La plazoleta ajardinada a la salida de Roma Tuscolana lucía degradada: césped ralo , barandillas oxidadas, cemento leproso. Nos separaba del apartamento una buena caminata de 25 minutos por culpa de una curiosa geografía del barrio. Pero fuimos andando, a modo de primer contacto y pese a la llovizna que caía, por calles de edificios fatigados y muy pintarrajeados por grafiteros locales aparentemente muy productivos.

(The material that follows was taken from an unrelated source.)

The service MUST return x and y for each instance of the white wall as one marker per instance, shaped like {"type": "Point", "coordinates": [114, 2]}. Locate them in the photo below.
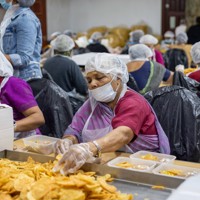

Era media tarde del sábado y había poca gente en la calle, la mayoría de procedencia inmigrada, sobre todo latinoamericana y del subcontinente asiático. Aceras en mal estado y omnipresencia de los pequeños comercios sintomáticos de la presencia migratoria: locutorios, tiendas de móviles, de comestibles, peluquerías. Por doquier contenedores desbordantes de basura. Aquello ya sin sorpresa: sabía que Virginia Raggi, la joven alcaldesa de Roma por el movimiento Cinque Stelle venía efectivamente estrellándose contra la corrupción y las metástasis mafiosas de las  empresas y servicios de recogida de rifiuti. Según caminábamos iba mejorando la calidad de las viviendas. El acceso a nuestro edificio es grato:  respetables peldaños y doble portón de madera barnizada, con placas de latón.


San Juan deLetrán y Palazzo lateranense

Anochece pronto en Roma. Son poco más de las cinco y media de la tarde y ya es casi de noche cuando salimos a la calle. Paseo tranquilo de veinte minutos hasta la plaza de San Giovanni in Laterano. Conocía mal esta parte de la ciudad. Grata sorpresa antes de acceder a la plaza: tropezamos con le Mura Aureliane, la muralla aureliana, construida entre 271 y 275 d.C, que delimitó el último perímetro de la Roma antigua. Dos torres muy restauradas enmarcan, a la izquierda, la pequeña y primitiva Porta Asinaria. A la derecha está la posterior y renacentista Porta San Giovanni que traspaso con cierto sentimiento de solemnidad: esta vez sí que estoy entrando en Roma. Plaza dilatada, irregular, asimétrica, colmada de semántica histórica. Romana pues. No solamente la imponente fachada dieciochesca de la primera basílica mayor de Roma sino también la renacentista Logia de las Bendiciones, el adyacente palazzo lateranense, el batisterio, los claustros, el obelisco egipcio con su fuente e incluso, al otro lado de la plaza, la supuesta Scala Santa, venerada por los especialistas en ascensiones de rodillas. De modo que sobreabundancia visual al primer toque y primeros síntomas del Síndrome de Stendhal.
 
Tras pedir consejo local, terminamos cenando a un paso de nuestro apartamento en una trattoría popular, ruidosa y abarrotada. Somos los únicos guiris. Domina el dialecto romanesco. Aquí no se «mangia» sino que se «magna» (pronúnciese «maña»). Casi ninguna frase sin el «¡Ao!» inicial de las comedias de  Alberto Sordi. Mi italiano, tan académico como oxidado, suena marciano. Hemos caído  en el antro de los tifosi de «la» Roma (aquí los equipos son femeninos). El local está pintado con los colores de la squadra que son los de la ciudad...y del Imperio Romano: porpora e oro antico. Pedir una carta de vinos parece desplazado. Trasegaremos, sin despeinarnos, el litro de la romanesca y muy digna frasca della casa.